In the end, her incomplete version had triumphed, more or less, because Mickey Pechter was such an unappetizing victim. He had crashed his computer’s hard drive, thinking it would destroy the evidence. But Tyner had paid Tess’s friend Dorie Starnes dearly to recover every incriminating message, every keystroke: the instructions on how to get a fake ID, the gentle pressure to come by public transportation so he might drive her home. Only the roofies and his intent were left to he-said/she-said uncertainty. Suddenly, everyone-the cops, the prosecutor, Mickey Pechter himself-just wanted the case off the docket.
Everyone except Judge Halsey. “Vigilantism must not be condoned in a civilized society,” he had told Tyner, when the lawyer petitioned the judge to drop the charges. “Whatever his intent, whatever your client’s intent, the fact is she hurt him, and there must be an acknowledgment of this. A fine and some sort of community service, I think.”
Tyner, who had convinced Tess they should avoid a trial at all costs, agreed. “As long as it’s PBJ and her record is expunged in six months, I don’t have a problem with that.”
Six months, Tess thought, sitting in the courtroom. It was April 22 now, and the courthouse grounds were riotous with daffodils and tulips. The air was soft, and the breeze carried the wonderful greenish smell of fresh-mown lawns and just-spread mulch. In six months, the flower beds would be barren. It would be cool again, the days growing shorter, the rowing season drawing to an end. It seemed like a long time in some ways, but it was really the blink of an eye. Six months and all this would vanish, as if it never happened.

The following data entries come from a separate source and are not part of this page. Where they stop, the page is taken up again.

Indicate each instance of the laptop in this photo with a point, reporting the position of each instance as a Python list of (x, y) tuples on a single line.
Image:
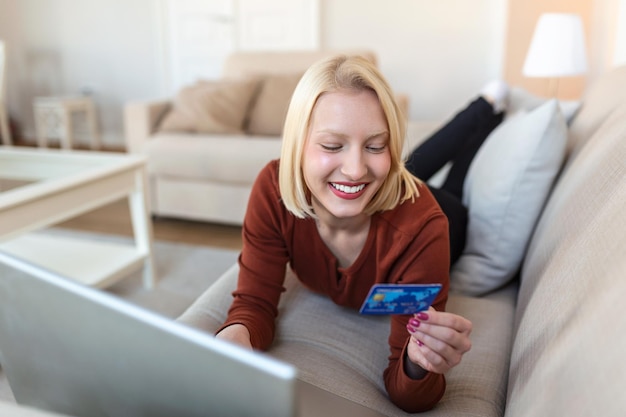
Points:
[(76, 350)]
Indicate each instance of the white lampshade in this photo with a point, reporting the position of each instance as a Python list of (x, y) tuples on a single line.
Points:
[(557, 48)]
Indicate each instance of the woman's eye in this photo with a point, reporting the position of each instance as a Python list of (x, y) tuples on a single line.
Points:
[(331, 148), (377, 148)]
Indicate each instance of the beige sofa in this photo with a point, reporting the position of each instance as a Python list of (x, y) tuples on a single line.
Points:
[(202, 168), (548, 343)]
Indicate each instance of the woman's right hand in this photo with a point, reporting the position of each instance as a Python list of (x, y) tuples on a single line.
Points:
[(236, 333)]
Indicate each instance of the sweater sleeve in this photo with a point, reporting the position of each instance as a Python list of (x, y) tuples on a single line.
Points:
[(262, 263), (425, 261)]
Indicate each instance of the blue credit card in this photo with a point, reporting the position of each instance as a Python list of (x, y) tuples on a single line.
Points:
[(399, 298)]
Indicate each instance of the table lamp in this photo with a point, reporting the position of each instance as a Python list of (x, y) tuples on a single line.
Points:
[(557, 48)]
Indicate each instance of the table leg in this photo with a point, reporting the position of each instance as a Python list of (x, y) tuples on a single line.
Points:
[(142, 227), (41, 126), (93, 126), (66, 129)]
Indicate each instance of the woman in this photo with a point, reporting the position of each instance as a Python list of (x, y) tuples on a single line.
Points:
[(343, 211)]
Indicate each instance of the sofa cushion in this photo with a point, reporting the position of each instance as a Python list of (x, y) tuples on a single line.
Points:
[(227, 158), (521, 100), (211, 107), (268, 110), (343, 352), (599, 101), (505, 190), (569, 324)]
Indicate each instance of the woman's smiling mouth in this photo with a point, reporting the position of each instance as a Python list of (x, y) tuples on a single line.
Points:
[(348, 192)]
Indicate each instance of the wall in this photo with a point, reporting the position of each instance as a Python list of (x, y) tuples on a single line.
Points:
[(109, 48), (440, 53)]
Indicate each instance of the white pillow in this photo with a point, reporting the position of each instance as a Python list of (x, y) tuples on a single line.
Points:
[(505, 190), (520, 100)]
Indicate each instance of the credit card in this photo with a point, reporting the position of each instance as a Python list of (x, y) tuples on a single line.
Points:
[(399, 298)]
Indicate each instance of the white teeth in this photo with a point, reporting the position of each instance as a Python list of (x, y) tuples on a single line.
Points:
[(348, 190)]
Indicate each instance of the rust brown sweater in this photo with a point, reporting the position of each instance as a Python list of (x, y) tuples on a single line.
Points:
[(408, 245)]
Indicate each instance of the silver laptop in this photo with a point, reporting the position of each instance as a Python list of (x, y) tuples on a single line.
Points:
[(72, 349), (79, 351)]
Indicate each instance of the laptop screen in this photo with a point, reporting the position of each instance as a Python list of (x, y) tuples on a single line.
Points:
[(76, 350)]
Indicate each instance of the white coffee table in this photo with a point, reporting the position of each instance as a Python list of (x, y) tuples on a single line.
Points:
[(51, 186)]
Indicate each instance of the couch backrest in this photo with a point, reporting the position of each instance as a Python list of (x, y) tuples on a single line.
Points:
[(570, 331), (599, 100), (241, 64)]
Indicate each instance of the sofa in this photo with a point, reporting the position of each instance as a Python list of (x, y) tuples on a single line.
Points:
[(548, 339), (205, 146)]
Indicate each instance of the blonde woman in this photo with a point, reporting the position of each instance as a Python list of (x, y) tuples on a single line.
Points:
[(343, 211)]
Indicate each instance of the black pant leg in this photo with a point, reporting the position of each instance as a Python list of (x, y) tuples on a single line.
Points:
[(449, 141), (456, 213)]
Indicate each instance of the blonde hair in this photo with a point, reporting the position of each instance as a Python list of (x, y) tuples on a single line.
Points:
[(326, 76)]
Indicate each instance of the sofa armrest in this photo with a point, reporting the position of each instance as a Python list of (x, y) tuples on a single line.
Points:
[(140, 122)]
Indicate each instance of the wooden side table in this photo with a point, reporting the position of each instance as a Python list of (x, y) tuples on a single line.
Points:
[(54, 119)]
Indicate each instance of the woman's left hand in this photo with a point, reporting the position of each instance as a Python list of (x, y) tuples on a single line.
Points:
[(438, 340)]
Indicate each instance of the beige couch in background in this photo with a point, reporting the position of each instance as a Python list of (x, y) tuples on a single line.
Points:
[(549, 342), (206, 146)]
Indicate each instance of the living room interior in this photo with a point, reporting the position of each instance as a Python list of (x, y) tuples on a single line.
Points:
[(115, 54)]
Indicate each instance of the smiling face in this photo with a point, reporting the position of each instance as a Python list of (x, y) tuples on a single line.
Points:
[(346, 156)]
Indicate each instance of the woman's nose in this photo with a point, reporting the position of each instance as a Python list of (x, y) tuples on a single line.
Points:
[(354, 166)]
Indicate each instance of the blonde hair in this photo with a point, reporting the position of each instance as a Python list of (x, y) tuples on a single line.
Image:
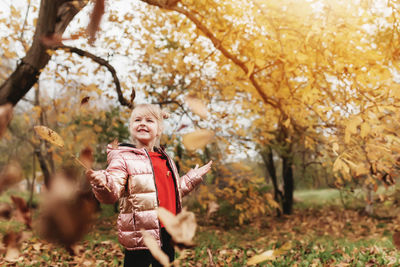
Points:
[(153, 110)]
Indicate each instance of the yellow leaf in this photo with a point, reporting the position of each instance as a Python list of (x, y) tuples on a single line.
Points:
[(197, 106), (365, 129), (49, 135), (250, 69), (266, 255), (197, 139)]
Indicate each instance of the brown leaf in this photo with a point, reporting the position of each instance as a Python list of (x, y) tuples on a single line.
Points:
[(10, 174), (51, 40), (49, 135), (181, 227), (6, 111), (12, 242), (86, 157), (85, 100), (155, 249), (5, 210), (197, 106), (95, 18), (22, 212), (114, 143), (396, 239), (197, 139), (66, 213)]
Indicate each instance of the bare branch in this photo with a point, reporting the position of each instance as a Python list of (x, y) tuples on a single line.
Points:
[(110, 68)]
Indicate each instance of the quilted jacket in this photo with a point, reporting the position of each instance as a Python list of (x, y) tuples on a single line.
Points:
[(130, 178)]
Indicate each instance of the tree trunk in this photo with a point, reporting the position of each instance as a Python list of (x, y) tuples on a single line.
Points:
[(288, 184), (267, 156), (54, 17)]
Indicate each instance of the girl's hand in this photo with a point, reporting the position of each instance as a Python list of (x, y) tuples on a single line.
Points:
[(96, 178), (202, 170)]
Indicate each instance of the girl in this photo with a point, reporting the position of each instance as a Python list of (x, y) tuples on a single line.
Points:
[(143, 177)]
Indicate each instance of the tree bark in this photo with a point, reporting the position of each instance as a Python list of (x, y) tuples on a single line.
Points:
[(288, 184), (271, 170), (54, 17)]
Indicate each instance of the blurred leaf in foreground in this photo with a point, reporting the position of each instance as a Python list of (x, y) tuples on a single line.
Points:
[(49, 135), (22, 212), (66, 213), (155, 249), (10, 174), (181, 227), (197, 139), (5, 117)]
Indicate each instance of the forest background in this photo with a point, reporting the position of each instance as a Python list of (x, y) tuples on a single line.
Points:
[(284, 97)]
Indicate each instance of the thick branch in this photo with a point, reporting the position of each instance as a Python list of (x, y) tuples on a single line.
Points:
[(110, 68), (54, 17)]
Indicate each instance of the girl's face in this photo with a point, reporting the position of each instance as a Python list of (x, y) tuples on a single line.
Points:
[(144, 129)]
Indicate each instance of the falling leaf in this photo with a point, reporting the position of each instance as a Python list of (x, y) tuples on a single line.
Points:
[(49, 135), (86, 157), (114, 143), (182, 127), (12, 242), (197, 139), (10, 174), (5, 210), (22, 212), (95, 18), (212, 207), (396, 239), (155, 249), (66, 213), (197, 106), (181, 227), (5, 117), (85, 100), (52, 40), (266, 255)]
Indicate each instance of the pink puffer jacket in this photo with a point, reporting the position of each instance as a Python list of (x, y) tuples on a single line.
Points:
[(130, 178)]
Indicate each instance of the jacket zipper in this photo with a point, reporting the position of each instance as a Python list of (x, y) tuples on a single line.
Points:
[(177, 194), (155, 185)]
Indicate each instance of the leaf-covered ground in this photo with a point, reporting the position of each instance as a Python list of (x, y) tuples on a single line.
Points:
[(309, 237)]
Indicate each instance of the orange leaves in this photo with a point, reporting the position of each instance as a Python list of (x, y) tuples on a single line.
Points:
[(49, 135), (9, 175), (197, 139), (155, 249), (5, 117), (197, 106)]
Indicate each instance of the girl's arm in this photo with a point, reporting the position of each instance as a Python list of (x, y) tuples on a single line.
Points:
[(114, 177), (194, 176)]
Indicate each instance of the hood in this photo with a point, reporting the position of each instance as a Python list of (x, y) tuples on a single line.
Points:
[(113, 152)]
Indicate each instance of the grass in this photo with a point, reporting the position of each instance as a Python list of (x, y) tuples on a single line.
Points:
[(320, 233)]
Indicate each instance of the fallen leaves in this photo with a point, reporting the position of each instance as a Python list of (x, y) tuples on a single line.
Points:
[(197, 139), (12, 242), (22, 212), (155, 249), (396, 239), (6, 111), (266, 255)]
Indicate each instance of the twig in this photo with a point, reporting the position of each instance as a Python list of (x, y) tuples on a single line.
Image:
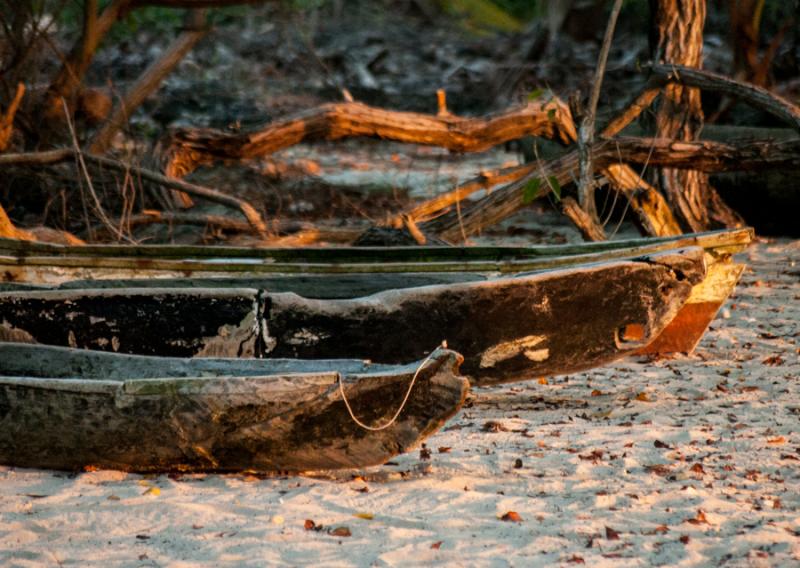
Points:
[(61, 155), (7, 119), (586, 131), (756, 96), (187, 149), (83, 169), (151, 79)]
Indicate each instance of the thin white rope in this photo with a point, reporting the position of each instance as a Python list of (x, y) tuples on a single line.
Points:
[(402, 404)]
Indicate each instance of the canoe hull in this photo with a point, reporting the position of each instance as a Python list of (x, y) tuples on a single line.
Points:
[(686, 330), (286, 422), (508, 329)]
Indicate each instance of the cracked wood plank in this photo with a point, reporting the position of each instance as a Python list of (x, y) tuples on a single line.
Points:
[(170, 322), (576, 314), (71, 409)]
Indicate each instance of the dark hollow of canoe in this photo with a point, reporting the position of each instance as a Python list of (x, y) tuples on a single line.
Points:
[(508, 329), (64, 408)]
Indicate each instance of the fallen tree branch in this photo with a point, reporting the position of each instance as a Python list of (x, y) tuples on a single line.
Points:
[(642, 101), (756, 96), (61, 155), (186, 149), (611, 156), (7, 119), (483, 181), (150, 80), (589, 222)]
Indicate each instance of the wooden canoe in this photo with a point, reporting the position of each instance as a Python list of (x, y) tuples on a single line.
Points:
[(355, 272), (508, 329), (64, 408)]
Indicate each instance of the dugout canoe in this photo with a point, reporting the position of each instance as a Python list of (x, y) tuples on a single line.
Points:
[(354, 272), (509, 329), (63, 408)]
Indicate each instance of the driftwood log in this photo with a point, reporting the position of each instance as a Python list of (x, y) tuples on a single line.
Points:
[(71, 409)]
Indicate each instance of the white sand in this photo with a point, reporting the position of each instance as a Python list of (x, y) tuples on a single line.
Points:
[(616, 447)]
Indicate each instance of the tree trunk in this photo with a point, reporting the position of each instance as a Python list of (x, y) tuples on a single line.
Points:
[(677, 38)]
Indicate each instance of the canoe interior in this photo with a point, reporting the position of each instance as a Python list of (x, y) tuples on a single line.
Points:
[(285, 421), (357, 276), (47, 361), (508, 328)]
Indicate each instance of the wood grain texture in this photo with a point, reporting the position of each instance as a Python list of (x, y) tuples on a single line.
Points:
[(577, 312), (186, 149), (71, 409), (508, 329), (687, 329), (177, 322)]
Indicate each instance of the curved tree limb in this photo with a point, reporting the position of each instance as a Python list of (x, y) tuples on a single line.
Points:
[(150, 80), (611, 156), (759, 97), (64, 154), (187, 149)]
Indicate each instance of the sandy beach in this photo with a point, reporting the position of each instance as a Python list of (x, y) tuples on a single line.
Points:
[(689, 461)]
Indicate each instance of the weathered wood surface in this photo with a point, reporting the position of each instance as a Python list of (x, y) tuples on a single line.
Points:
[(187, 149), (687, 329), (71, 409), (508, 328), (53, 265), (177, 322), (22, 249)]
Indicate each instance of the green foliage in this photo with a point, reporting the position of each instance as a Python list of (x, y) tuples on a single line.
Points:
[(481, 15), (523, 9), (555, 187), (531, 190)]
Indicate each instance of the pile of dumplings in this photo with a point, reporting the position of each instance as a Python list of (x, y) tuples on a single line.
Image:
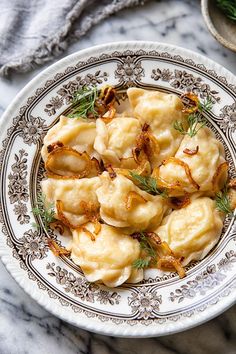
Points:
[(106, 252)]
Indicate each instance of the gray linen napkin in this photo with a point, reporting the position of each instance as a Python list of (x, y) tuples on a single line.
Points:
[(33, 32)]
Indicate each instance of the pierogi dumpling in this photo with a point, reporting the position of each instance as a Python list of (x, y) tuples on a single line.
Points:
[(71, 192), (203, 165), (145, 212), (109, 257), (115, 140), (76, 133), (159, 110), (191, 232)]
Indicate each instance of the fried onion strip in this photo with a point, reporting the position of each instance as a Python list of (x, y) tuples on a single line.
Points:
[(232, 183), (179, 202), (170, 262), (186, 168), (131, 197), (167, 259), (56, 249), (190, 101), (63, 151)]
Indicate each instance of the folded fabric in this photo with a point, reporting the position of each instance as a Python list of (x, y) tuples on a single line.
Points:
[(33, 32)]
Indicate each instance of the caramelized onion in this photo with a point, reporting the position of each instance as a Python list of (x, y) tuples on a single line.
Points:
[(54, 146), (186, 168), (58, 226), (111, 171), (220, 171), (109, 115), (147, 146), (190, 101), (56, 249), (154, 238), (170, 262), (62, 152), (232, 183), (191, 151), (133, 196)]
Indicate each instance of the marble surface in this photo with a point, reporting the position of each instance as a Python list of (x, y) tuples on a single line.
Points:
[(27, 328)]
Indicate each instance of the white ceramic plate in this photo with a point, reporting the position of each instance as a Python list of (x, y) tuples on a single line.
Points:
[(162, 303)]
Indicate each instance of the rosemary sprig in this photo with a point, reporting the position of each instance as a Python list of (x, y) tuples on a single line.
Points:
[(195, 124), (148, 184), (47, 214), (84, 101), (206, 105), (223, 202), (148, 249), (195, 120), (228, 7)]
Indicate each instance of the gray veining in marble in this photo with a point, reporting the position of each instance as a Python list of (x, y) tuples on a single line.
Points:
[(27, 328)]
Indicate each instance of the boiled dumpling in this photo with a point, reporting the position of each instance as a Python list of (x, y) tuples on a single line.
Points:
[(146, 210), (76, 133), (203, 165), (107, 258), (71, 192), (191, 232), (159, 110), (114, 141)]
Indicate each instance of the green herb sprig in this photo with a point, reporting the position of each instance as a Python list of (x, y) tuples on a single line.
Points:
[(47, 214), (148, 249), (228, 7), (148, 184), (223, 202), (84, 101), (195, 120)]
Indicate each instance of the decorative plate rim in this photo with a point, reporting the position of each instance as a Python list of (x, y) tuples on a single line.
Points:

Her case was being called. Time for blind justice to hoist her scales.
Halsey placed his hands over the microphone in front of him. “The victim wants to enter an impact statement into the court record.”
“But there’s not going to be a record,” Tyner said.
“Not once she fulfills the terms of her probation,” the judge agreed. “But what’s the harm in letting Mr. Pechter read his statement?”
During the weeks it had taken to reach this moment, Tess had been uncharacteristically well behaved. She had not contacted Pechter and told him what a worm he was for filing charges against someone he had planned to rape. She had not used her friends at the Beacon-Light to spin her own version of events, lest the publicity disrupt her plea bargain. She had sat still and nodded at the judge’s ponderous exegesis on the violence between men and women. That was his phrase, always: “the violence between men and women.” Halsey might be progressive as a judge, but he liked the sound of his voice as much as any man Tess had ever known. Still, she had listened, never contradicting and never daring to suggest that she knew a little bit more about such violence than this sheltered jurist.